Le gouvernement tchèque a donné son feu vert définitif à la construction de nouveaux réacteurs nucléaires sur le site de Dukovany, pour un montant estimé à 18 milliards d’euros. L’annonce met un terme à un processus d’appel d’offres très disputé, auquel participait également le français EDF, finalement écarté.
Un contrat majeur pour le nucléaire européen
C’est le groupe sud-coréen KHNP (Korea Hydro & Nuclear Power), filiale de KEPCO, qui a été désigné vainqueur de l’appel d’offres lancé par l’énergéticien tchèque CEZ. Le projet porte sur la construction d’un réacteur de type APR1000, avec possibilité d’en ajouter trois autres sur les sites de Dukovany et Temelin à l’avenir.
La République tchèque vise à sécuriser son approvisionnement électrique à long terme et réduire sa dépendance au charbon. Le nucléaire représente déjà près de 35 % de sa production nationale, et ce projet renforcera davantage cette part.
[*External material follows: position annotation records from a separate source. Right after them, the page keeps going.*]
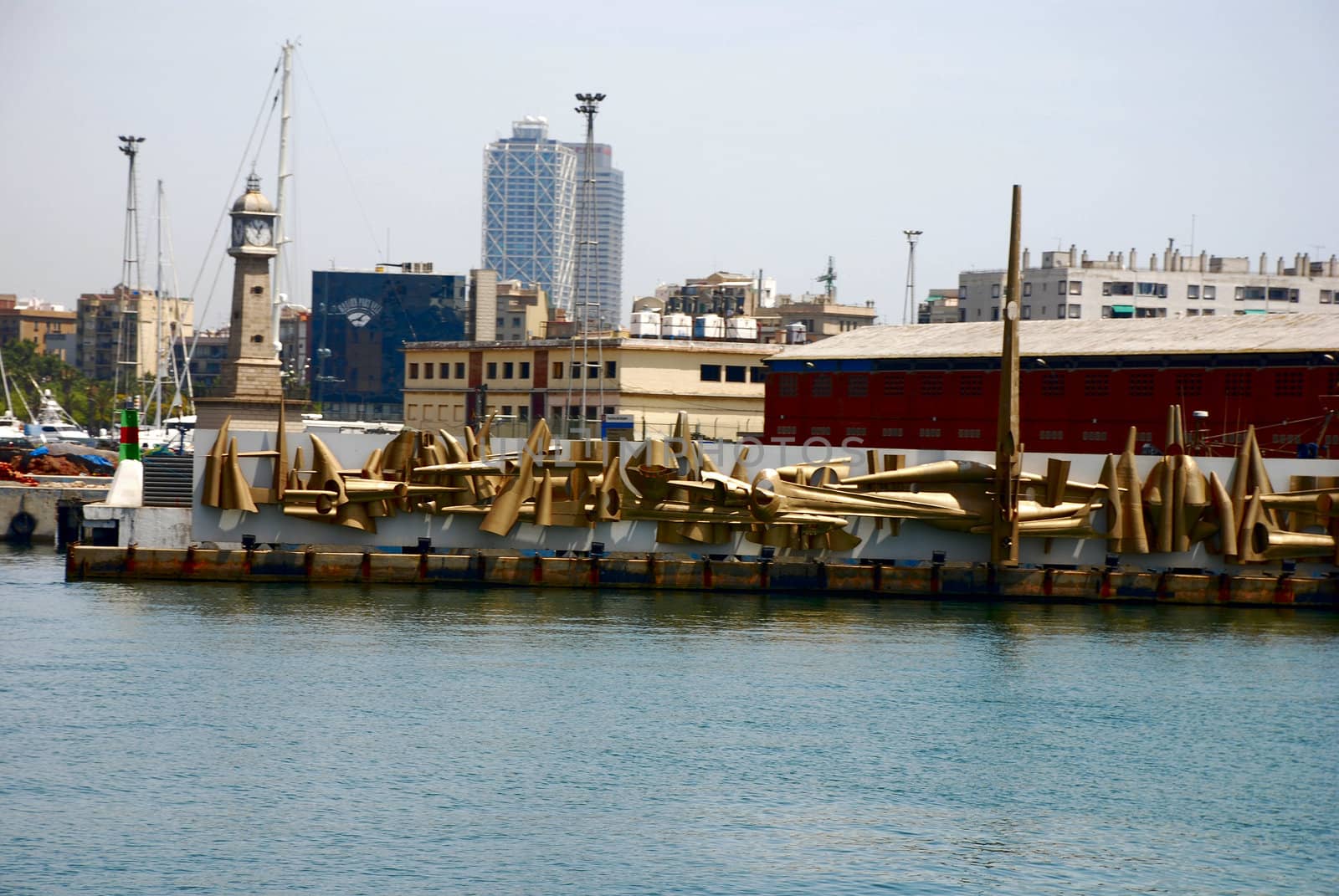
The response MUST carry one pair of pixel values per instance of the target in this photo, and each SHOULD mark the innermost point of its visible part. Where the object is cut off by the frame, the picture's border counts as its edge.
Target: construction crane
(829, 279)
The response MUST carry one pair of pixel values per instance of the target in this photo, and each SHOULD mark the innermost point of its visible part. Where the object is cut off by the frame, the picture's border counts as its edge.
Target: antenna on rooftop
(829, 280)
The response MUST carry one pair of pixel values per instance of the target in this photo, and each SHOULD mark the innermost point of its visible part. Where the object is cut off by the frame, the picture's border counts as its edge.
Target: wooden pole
(1008, 450)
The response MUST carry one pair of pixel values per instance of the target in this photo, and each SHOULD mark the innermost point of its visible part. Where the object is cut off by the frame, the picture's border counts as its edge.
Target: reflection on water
(274, 738)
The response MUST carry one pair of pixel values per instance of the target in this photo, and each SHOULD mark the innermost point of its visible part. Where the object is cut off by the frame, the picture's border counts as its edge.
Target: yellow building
(449, 385)
(50, 327)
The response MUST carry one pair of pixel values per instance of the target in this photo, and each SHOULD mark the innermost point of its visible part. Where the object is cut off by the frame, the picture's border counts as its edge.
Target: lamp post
(908, 303)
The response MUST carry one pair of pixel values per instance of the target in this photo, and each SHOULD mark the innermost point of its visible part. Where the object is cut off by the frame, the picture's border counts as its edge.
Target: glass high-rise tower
(529, 211)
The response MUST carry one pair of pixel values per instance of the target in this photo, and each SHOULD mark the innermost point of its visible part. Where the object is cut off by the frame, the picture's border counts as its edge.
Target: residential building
(50, 327)
(118, 330)
(455, 383)
(941, 307)
(521, 311)
(1075, 287)
(1084, 385)
(820, 316)
(604, 283)
(529, 211)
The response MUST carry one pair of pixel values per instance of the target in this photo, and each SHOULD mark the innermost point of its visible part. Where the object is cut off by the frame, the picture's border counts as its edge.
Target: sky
(752, 136)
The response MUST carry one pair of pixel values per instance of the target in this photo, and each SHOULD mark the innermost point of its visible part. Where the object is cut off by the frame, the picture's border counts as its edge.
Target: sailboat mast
(8, 407)
(158, 316)
(280, 201)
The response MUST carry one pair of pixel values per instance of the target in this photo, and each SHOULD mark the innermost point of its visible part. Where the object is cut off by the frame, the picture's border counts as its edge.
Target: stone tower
(251, 387)
(254, 365)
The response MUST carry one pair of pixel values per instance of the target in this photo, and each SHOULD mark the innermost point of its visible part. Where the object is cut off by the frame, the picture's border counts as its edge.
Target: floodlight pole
(910, 302)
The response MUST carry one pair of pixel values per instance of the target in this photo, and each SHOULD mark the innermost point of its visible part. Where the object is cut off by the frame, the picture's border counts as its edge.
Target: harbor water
(178, 738)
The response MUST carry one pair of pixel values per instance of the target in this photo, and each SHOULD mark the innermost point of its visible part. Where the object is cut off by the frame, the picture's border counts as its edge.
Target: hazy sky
(752, 134)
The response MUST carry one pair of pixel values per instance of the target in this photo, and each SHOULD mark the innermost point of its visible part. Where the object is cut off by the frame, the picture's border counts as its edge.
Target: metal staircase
(169, 481)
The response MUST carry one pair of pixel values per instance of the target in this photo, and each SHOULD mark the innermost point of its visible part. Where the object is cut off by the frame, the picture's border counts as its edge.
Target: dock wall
(655, 572)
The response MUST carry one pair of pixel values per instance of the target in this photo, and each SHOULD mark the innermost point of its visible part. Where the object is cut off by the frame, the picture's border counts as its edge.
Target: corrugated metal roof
(1141, 336)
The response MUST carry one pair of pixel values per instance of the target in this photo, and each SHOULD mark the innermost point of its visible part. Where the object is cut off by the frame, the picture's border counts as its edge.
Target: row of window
(509, 370)
(731, 374)
(1287, 383)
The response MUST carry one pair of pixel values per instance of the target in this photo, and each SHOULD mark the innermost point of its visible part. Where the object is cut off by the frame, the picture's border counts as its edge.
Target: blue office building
(359, 322)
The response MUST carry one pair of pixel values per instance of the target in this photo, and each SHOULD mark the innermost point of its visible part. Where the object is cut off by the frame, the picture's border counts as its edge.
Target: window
(1239, 383)
(1287, 383)
(1189, 383)
(1141, 383)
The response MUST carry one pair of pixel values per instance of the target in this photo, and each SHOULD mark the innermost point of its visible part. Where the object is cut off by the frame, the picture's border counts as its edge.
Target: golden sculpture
(800, 506)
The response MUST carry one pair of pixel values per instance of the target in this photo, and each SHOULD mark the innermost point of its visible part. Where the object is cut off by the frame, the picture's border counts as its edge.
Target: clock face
(258, 232)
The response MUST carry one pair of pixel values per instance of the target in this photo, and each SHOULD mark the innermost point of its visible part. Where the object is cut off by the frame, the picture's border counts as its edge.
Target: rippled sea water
(339, 740)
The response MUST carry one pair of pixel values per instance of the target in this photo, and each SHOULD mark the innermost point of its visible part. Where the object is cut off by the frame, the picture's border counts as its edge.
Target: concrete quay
(38, 512)
(655, 572)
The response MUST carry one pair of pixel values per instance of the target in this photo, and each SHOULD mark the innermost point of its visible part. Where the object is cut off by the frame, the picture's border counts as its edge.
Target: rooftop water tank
(742, 329)
(676, 327)
(709, 327)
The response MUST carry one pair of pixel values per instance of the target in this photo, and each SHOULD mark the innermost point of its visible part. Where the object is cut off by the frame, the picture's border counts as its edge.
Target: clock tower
(251, 389)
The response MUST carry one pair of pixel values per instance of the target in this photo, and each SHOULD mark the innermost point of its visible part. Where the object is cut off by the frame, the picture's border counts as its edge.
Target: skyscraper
(529, 209)
(606, 254)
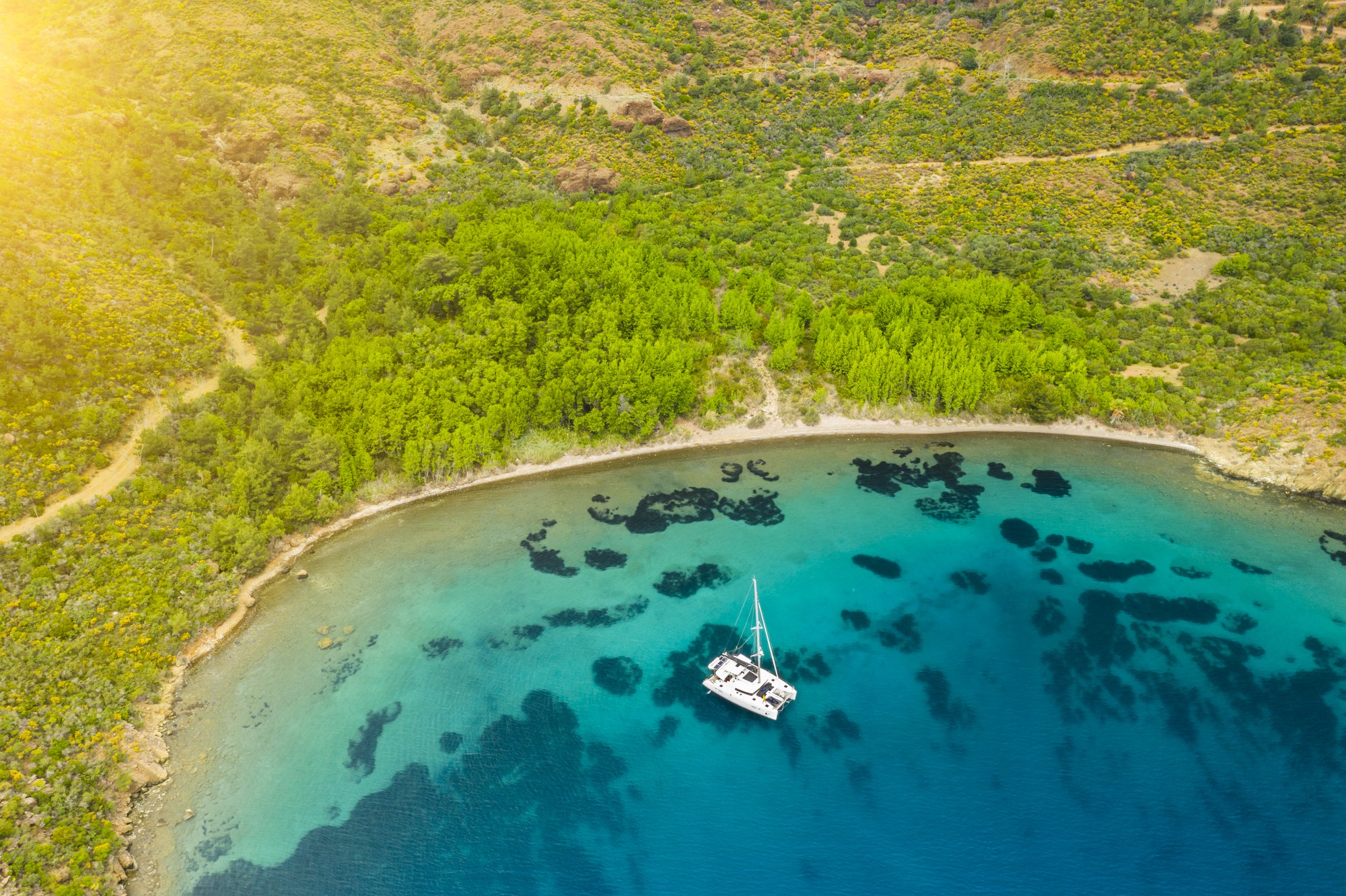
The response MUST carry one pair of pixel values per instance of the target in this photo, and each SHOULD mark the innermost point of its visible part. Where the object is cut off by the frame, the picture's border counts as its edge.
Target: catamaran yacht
(744, 681)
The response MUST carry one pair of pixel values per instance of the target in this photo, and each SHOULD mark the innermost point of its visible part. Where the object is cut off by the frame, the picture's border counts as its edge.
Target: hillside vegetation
(461, 235)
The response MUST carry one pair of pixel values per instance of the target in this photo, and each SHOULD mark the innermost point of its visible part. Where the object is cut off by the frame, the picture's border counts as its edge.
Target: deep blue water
(1114, 675)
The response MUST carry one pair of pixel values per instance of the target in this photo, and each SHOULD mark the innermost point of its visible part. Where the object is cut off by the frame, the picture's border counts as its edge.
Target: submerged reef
(678, 583)
(881, 567)
(617, 675)
(1049, 482)
(659, 511)
(360, 753)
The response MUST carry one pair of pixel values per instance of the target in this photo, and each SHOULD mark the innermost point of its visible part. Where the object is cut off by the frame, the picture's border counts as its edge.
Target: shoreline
(145, 745)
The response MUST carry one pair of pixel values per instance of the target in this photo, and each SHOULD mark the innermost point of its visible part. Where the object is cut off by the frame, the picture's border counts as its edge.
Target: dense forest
(460, 240)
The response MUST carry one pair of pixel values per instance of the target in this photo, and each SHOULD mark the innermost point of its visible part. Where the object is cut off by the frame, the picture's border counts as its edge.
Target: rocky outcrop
(676, 127)
(407, 85)
(641, 111)
(1277, 470)
(279, 184)
(247, 145)
(586, 180)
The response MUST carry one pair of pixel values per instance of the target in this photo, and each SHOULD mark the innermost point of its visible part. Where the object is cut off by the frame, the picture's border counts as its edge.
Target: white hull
(738, 680)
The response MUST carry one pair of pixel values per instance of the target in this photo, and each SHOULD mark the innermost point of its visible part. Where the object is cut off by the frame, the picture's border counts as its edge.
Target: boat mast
(758, 630)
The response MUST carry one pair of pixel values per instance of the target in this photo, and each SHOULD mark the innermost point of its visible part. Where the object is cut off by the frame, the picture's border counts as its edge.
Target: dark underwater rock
(659, 511)
(1161, 610)
(1018, 532)
(1114, 571)
(600, 618)
(940, 700)
(959, 505)
(830, 731)
(360, 753)
(757, 511)
(439, 648)
(1049, 482)
(804, 665)
(617, 675)
(886, 478)
(690, 669)
(902, 634)
(518, 815)
(546, 560)
(1248, 568)
(1335, 554)
(857, 620)
(1049, 617)
(971, 581)
(523, 637)
(604, 559)
(758, 469)
(676, 583)
(881, 567)
(668, 727)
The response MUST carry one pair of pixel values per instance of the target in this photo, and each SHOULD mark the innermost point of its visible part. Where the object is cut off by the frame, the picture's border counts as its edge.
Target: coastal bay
(970, 704)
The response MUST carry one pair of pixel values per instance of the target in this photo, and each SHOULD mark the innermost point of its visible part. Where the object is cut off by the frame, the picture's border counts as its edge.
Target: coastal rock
(147, 774)
(588, 178)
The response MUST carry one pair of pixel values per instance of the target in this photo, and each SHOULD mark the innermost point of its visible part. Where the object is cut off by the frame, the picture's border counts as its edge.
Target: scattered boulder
(278, 182)
(641, 111)
(676, 127)
(247, 146)
(588, 178)
(147, 774)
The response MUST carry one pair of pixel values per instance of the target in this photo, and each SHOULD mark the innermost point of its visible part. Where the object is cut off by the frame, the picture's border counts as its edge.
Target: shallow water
(994, 719)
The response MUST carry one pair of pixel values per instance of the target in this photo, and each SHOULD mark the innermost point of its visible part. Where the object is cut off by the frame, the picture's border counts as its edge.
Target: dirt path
(771, 395)
(1096, 154)
(125, 458)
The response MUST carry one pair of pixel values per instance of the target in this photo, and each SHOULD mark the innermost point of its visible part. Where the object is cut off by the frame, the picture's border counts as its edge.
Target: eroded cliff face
(1290, 437)
(1313, 476)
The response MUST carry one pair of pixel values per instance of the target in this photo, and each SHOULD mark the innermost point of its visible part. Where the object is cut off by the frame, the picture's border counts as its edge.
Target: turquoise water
(1006, 715)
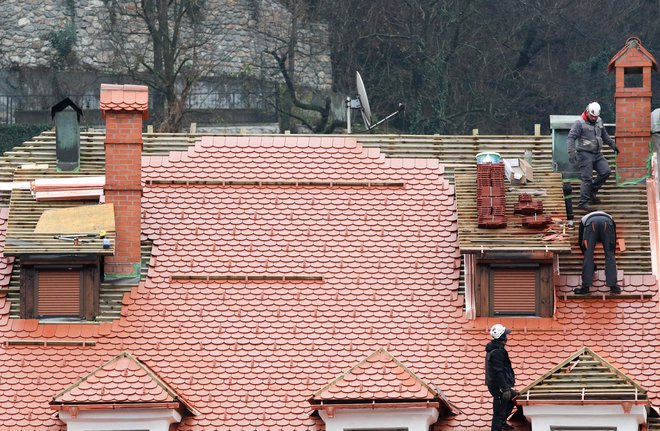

« Il s’agit de l’investissement énergétique le plus stratégique de notre histoire récente », a déclaré Jozef Síkela, ministre tchèque de l’Industrie.
EDF officiellement déboutée
Le groupe EDF avait formé un recours contre son éviction de la phase finale de sélection, estimant avoir présenté une offre compétitive basée sur l’EPR1200. Ce recours a été rejeté par l’Office tchèque pour la protection de la concurrence.
Ce revers intervient dans un contexte de concurrence internationale accrue sur les projets nucléaires civils, où les technologies coréennes et russes rivalisent avec les offres françaises et américaines.
Malgré cette défaite, EDF poursuit d’autres projets dans l’Union européenne, notamment en Pologne, en Slovénie et bien sûr en France, dans le cadre du programme de relance nucléaire souhaité par l’exécutif.
Une avancée stratégique pour l’Europe centrale
Le projet de Dukovany s’inscrit dans une dynamique plus large en Europe centrale, où plusieurs pays réaffirment leur volonté de recourir au nucléaire pour atteindre leurs objectifs climatiques et énergétiques.
Outre la Tchéquie, la Pologne, la Slovaquie et la Hongrie multiplient les initiatives pour développer ou renouveler leur parc nucléaire, avec le soutien de fonds européens pour la transition.
La guerre en Ukraine et la crise énergétique de 2022-2023 ont renforcé la perception du nucléaire comme une solution de souveraineté énergétique, moins vulnérable que le gaz importé.
Une réalisation attendue d’ici 2036
La construction du premier réacteur doit débuter en 2029 pour une mise en service prévue en 2036. Le chantier mobilisera plusieurs milliers d’emplois directs et indirects, notamment dans l’ingénierie, les équipements lourds et les travaux publics.
Le consortium sud-coréen s’est engagé à recourir à 60 % de sous-traitants locaux, ce qui a pesé dans la balance selon CEZ, opérateur historique du parc électrique tchèque.
Cette annonce confirme le retour en force du nucléaire dans le mix énergétique européen, en particulier dans les pays de l’Est, plus réticents à dépendre des énergies fossiles russes ou à miser exclusivement sur l’éolien et le solaire.